Die schöne Hochzeit

Kaum ein Regisseur hat es seine gesamte filmische Karriere über so verstanden, den Zauber der Liebe nicht in erotischen Phantasien, sondern in lebendigen Dialogen einzufangen wie Nouvelle-Vague-Mitbegründer Éric Rohmer. Nach seinem sechs Filme umfassenden ersten Filmzyklus „Moralische Erzählungen“, in denen sich vor allem alles um die Bedürfnisse der Männer drehte, die oftmals vor der Wahl zwischen zwei Frauen standen, rückt in seinem zweiten Zyklus „Komödien und Sprichwörter“ endlich die Frau in den Mittelpunkt der amourösen Diskurse, erstmals im zweiten Werk des Zyklus, „Die schöne Hochzeit“ (1982).
Sabine (Béatrice Romand) steht kurz vor dem Examen ihres Studiums der Kunstgeschichte und verdient sich ihren Lebensunterhalt als Verkäuferin in einem kleinen Antiquitätenladen in Le Mans. Zufrieden ist sie jedoch weder mit ihrer Wohnungssituation noch mit ihrer langweiligen Arbeit und ihrem Liebesleben. Als sie beim Sex mit dem Maler Simon (Féodor Atkine) durch einen Telefonanruf von Simons Sohn gestört wird, entscheidet sich die impulsive Sabine, die Affäre mit dem verheirateten Mann sofort zu beenden und sich auch in zukünftig von dieser Art an Abenteuern fernzuhalten. Stattdessen beschließt sie noch beim Abschied von Simon zu heiraten. Der passende Mann wird sich schon finden lassen. Als ihre beste Freundin Clarisse (Arielle Dombasle) von diesem Vorhaben erfährt, hat diese bereits den richtigen Mann für sie, ihren Cousin Edmond (André Dussollier). Der arbeitet als erfolgreicher Anwalt in Paris, sieht gut aus, ist ungebunden und bislang mit zierlichen, brünetten Frauen wie Sabine gesehen worden. Bei der Hochzeit von Clarisses Bruder ergibt sich auch gleich die Möglichkeiten, die beiden einander vorzustellen. Dabei ist Clarisse klar, dass sie gerade Zeugin einer Liebe auf den ersten Blick geworden ist.
Zwar muss Edmond wegen einer dringenden beruflichen Angelegenheit die Feier gleich wieder verlassen, aber Clarisse macht ihrer Freundin deutlich, dass sie nun das Eisen so lange schmieden muss, solange es noch heiß ist.

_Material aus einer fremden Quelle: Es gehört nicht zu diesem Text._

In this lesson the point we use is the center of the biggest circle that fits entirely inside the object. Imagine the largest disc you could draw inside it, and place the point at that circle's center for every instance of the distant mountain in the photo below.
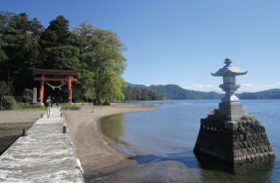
(176, 92)
(267, 94)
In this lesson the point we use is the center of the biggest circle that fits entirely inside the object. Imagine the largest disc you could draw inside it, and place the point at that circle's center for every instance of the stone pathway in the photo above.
(46, 154)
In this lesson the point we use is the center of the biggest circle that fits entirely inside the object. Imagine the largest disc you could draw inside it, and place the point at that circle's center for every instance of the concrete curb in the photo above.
(45, 154)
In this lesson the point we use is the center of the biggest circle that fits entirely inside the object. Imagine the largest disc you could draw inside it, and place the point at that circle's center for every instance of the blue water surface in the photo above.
(161, 142)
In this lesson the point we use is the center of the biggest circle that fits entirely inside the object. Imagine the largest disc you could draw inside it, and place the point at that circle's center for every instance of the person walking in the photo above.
(48, 106)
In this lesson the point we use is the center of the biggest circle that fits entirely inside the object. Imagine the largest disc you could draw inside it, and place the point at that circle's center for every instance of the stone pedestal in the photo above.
(233, 142)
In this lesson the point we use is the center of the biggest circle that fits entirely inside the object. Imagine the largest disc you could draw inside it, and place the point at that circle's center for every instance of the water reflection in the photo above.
(112, 127)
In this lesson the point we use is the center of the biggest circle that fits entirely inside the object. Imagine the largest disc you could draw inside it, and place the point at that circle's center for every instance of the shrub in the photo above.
(9, 102)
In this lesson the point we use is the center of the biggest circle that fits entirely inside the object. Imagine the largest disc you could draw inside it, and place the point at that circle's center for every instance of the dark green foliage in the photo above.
(19, 48)
(27, 95)
(136, 93)
(96, 52)
(9, 102)
(57, 33)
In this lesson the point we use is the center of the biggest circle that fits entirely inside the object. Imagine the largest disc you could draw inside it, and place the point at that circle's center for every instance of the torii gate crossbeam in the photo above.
(44, 72)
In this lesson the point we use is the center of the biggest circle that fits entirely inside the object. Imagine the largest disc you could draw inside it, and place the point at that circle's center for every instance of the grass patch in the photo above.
(10, 132)
(69, 106)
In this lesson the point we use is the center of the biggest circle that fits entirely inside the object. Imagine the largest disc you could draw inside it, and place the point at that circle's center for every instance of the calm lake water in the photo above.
(161, 143)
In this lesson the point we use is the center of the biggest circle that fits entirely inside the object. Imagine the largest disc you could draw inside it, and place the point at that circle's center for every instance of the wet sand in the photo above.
(98, 155)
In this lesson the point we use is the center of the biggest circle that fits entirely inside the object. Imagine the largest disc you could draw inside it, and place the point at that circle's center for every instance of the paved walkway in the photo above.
(46, 154)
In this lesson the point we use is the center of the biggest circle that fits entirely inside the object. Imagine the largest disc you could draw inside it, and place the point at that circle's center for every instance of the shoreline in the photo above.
(99, 155)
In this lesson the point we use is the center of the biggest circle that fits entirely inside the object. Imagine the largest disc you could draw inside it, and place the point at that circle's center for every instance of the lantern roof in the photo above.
(229, 70)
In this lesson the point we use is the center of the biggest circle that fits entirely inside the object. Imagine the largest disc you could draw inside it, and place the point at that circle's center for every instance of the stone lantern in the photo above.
(229, 133)
(228, 73)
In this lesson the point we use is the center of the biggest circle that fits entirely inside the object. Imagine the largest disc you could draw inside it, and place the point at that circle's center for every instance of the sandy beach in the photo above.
(98, 155)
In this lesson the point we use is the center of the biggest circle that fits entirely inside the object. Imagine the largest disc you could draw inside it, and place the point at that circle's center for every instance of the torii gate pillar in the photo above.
(44, 72)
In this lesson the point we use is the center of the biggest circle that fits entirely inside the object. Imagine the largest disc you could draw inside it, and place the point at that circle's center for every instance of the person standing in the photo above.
(48, 106)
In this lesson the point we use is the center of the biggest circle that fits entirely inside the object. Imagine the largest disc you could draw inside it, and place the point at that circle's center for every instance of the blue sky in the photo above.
(180, 41)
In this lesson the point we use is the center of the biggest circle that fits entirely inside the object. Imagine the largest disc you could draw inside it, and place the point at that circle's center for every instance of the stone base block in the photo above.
(233, 142)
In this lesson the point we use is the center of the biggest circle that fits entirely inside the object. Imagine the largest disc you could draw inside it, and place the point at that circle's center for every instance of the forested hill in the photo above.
(268, 94)
(176, 92)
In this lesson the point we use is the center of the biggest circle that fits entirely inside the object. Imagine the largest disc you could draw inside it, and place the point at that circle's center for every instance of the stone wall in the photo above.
(244, 144)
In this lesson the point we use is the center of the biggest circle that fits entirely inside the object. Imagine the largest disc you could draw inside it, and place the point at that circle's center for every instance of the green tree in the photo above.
(101, 53)
(27, 95)
(19, 48)
(5, 88)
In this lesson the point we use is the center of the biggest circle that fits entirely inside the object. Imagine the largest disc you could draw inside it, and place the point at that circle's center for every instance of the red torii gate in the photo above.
(44, 72)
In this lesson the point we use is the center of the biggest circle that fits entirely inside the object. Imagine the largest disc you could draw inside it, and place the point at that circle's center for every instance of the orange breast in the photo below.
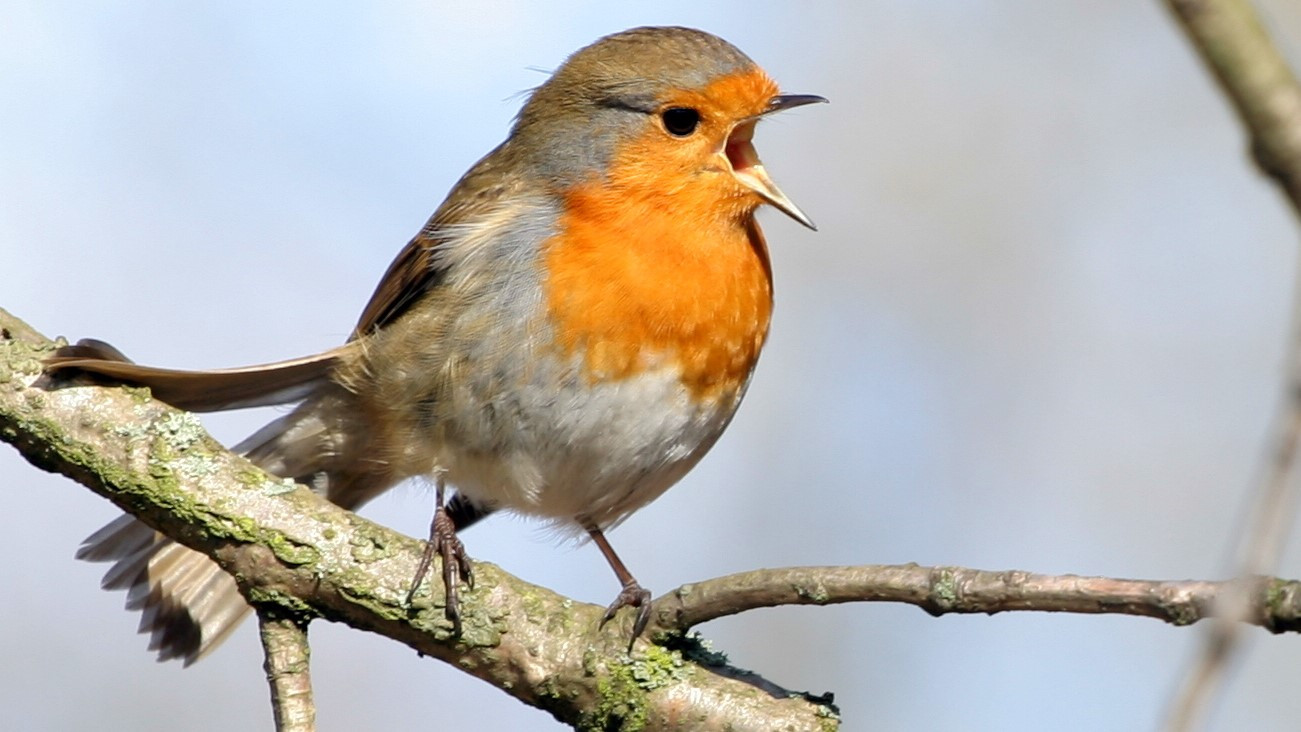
(642, 274)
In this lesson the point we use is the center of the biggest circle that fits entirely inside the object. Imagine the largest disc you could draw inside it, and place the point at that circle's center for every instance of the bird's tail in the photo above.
(189, 605)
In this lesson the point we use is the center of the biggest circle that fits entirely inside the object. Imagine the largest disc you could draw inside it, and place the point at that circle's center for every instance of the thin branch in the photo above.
(1253, 74)
(1274, 603)
(284, 641)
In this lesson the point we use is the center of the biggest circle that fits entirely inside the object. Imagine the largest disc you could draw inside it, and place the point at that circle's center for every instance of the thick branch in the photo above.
(289, 548)
(284, 641)
(292, 549)
(1230, 39)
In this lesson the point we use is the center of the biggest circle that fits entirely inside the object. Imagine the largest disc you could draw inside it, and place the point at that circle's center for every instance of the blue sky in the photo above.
(1041, 328)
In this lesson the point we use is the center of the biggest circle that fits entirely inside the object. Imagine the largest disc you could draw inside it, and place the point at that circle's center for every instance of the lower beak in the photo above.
(748, 169)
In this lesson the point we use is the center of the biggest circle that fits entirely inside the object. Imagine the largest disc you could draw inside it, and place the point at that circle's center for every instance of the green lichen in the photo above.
(289, 603)
(370, 545)
(277, 486)
(816, 594)
(697, 649)
(622, 693)
(943, 589)
(660, 667)
(621, 704)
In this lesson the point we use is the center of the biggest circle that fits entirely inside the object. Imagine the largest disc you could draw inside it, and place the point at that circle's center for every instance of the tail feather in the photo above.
(202, 390)
(187, 603)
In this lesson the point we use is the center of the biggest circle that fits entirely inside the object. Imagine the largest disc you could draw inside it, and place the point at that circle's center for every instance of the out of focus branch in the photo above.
(299, 557)
(1230, 38)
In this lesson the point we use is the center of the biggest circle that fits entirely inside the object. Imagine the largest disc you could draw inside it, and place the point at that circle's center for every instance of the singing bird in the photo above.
(565, 338)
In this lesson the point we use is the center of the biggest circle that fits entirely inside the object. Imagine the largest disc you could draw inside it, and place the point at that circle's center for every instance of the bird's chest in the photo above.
(640, 356)
(655, 286)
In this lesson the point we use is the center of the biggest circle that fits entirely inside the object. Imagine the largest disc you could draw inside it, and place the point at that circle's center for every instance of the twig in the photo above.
(1271, 603)
(1231, 40)
(284, 641)
(294, 550)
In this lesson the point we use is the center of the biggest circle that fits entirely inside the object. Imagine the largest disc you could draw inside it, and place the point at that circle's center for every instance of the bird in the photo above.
(565, 338)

Doch Edmond ist beruflich sehr stark eingespannt, die sporadischen Verabredungen führen zu keinen zärtlichen Kontakten. Auch auf Sabines Geburtstagsparty lässt sich Edmond nur sehr spät und viel zu kurz blicken. Trotz der andauernden Rückschläge und Enttäuschungen lässt sich Sabine nicht von dem Plan abbringen, Edmond zum Mann zu nehmen …

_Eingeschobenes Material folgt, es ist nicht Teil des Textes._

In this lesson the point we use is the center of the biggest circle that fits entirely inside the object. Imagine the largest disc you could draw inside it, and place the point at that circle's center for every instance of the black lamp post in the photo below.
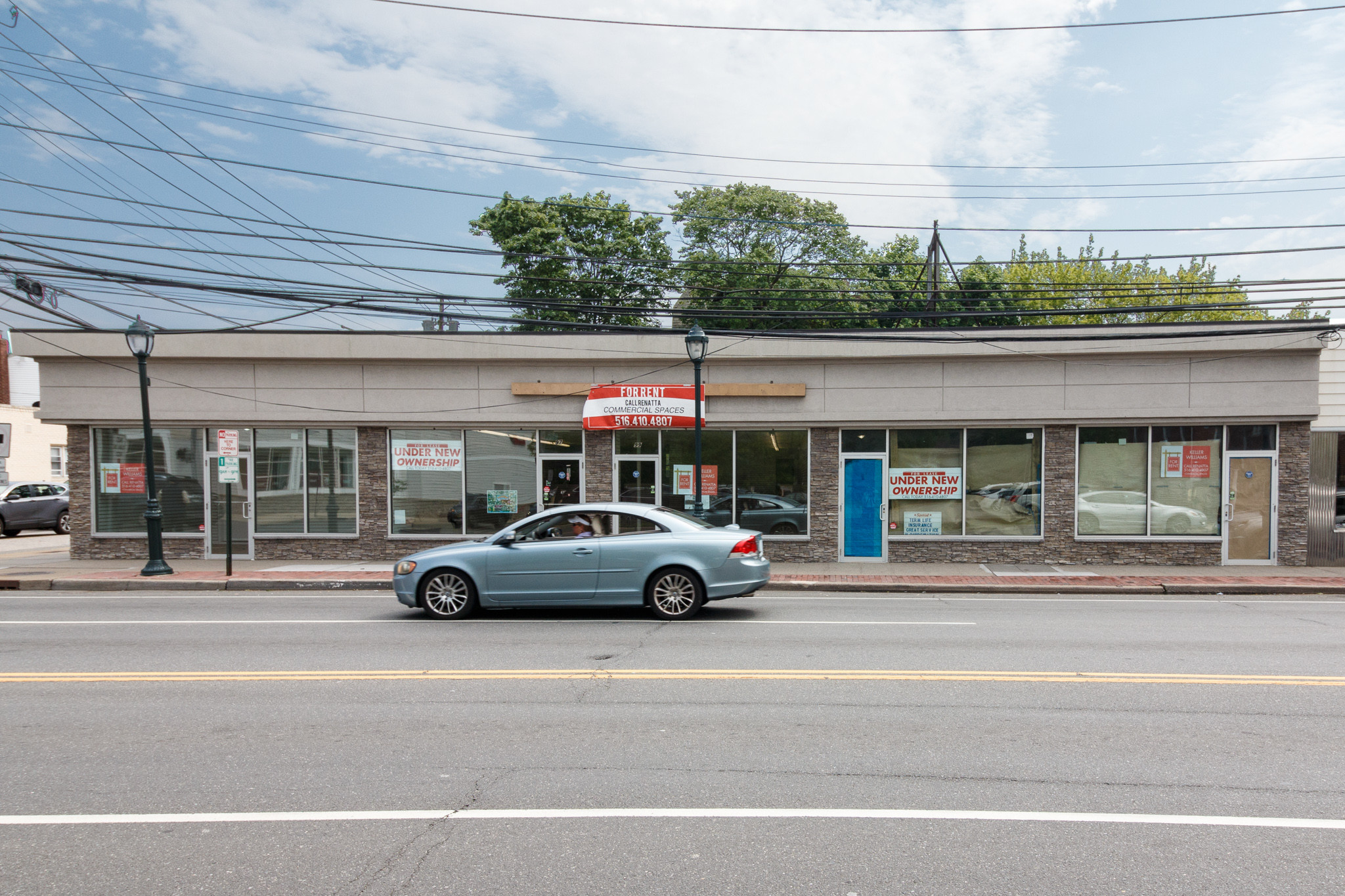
(141, 340)
(695, 344)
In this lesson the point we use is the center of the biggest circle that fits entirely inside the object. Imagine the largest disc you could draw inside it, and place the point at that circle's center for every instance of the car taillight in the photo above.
(745, 545)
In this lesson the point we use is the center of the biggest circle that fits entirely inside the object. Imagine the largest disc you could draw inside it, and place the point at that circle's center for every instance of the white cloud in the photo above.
(225, 131)
(917, 100)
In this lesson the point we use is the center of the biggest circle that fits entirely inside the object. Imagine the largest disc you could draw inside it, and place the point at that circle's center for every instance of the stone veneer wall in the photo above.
(598, 465)
(824, 504)
(1059, 544)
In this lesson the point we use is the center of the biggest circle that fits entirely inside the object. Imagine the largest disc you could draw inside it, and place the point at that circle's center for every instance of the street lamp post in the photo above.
(141, 340)
(695, 344)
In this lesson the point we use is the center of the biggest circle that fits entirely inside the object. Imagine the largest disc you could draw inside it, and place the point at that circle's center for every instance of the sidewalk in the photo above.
(45, 565)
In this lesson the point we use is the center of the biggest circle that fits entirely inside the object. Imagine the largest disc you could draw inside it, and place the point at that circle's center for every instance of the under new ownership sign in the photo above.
(630, 408)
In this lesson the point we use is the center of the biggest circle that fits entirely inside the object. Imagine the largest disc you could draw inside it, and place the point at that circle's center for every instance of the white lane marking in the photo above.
(491, 815)
(417, 621)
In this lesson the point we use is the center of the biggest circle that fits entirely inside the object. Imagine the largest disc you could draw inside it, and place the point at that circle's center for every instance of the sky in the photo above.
(1032, 132)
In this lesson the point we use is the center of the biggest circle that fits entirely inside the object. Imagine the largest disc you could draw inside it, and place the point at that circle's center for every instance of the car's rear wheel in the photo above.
(674, 593)
(447, 594)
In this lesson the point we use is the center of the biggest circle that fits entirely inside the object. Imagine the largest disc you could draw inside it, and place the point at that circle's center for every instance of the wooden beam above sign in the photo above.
(755, 390)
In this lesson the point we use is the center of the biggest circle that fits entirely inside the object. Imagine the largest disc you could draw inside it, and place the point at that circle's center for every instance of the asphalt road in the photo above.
(324, 703)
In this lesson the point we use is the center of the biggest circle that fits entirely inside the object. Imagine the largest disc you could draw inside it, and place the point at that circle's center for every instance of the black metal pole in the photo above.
(699, 507)
(229, 526)
(154, 516)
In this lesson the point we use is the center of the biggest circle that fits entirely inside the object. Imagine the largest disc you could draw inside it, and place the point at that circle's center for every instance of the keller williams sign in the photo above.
(636, 408)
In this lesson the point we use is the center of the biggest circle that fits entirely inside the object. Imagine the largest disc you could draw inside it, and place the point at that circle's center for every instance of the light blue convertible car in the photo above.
(588, 555)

Nach den durchaus unterhaltsamen, aber auch sich thematisch etwas wiederholenden Werken des Zyklus „Moralische Erzählungen“ aus der männlichen Perspektive wirkt „Die schöne Hochzeit“ besonders erfrischend, weil Rohmer es sichtlich versteht, die Gefühls- und Gedankenspiele rund um die Liebe auch aus dem weiblichen Blickwinkel unterhaltsam abzubilden. Im Gegensatz zu dem meist tristen Ambiente in „Die Frau des Fliegers“ (1981) wechselt Rohmer in „Die schöne Hochzeit“ immer wieder die Örtlichkeiten zwischen Paris, Le Mans und Ballon, nimmt den Zug und einen R4 als Symbol für die Bewegung zwischen den Klein- und Großstädten und dokumentiert so auch die Diversität der Milieus. Während ihre mit einem Arzt verheiratete Freundin Clarisse bereits aus einer Arztfamilie stammt und mit dem Bemalen von Lampenschirmen in ihrem kleinen Atelier die Freiheit ausleben kann, das zu tun, was ihr Herz begehrt, ist Sabine in jeder Hinsicht noch auf der Suche – nach einem eigenen Zuhause, einem passenden Beruf und einem Ehemann.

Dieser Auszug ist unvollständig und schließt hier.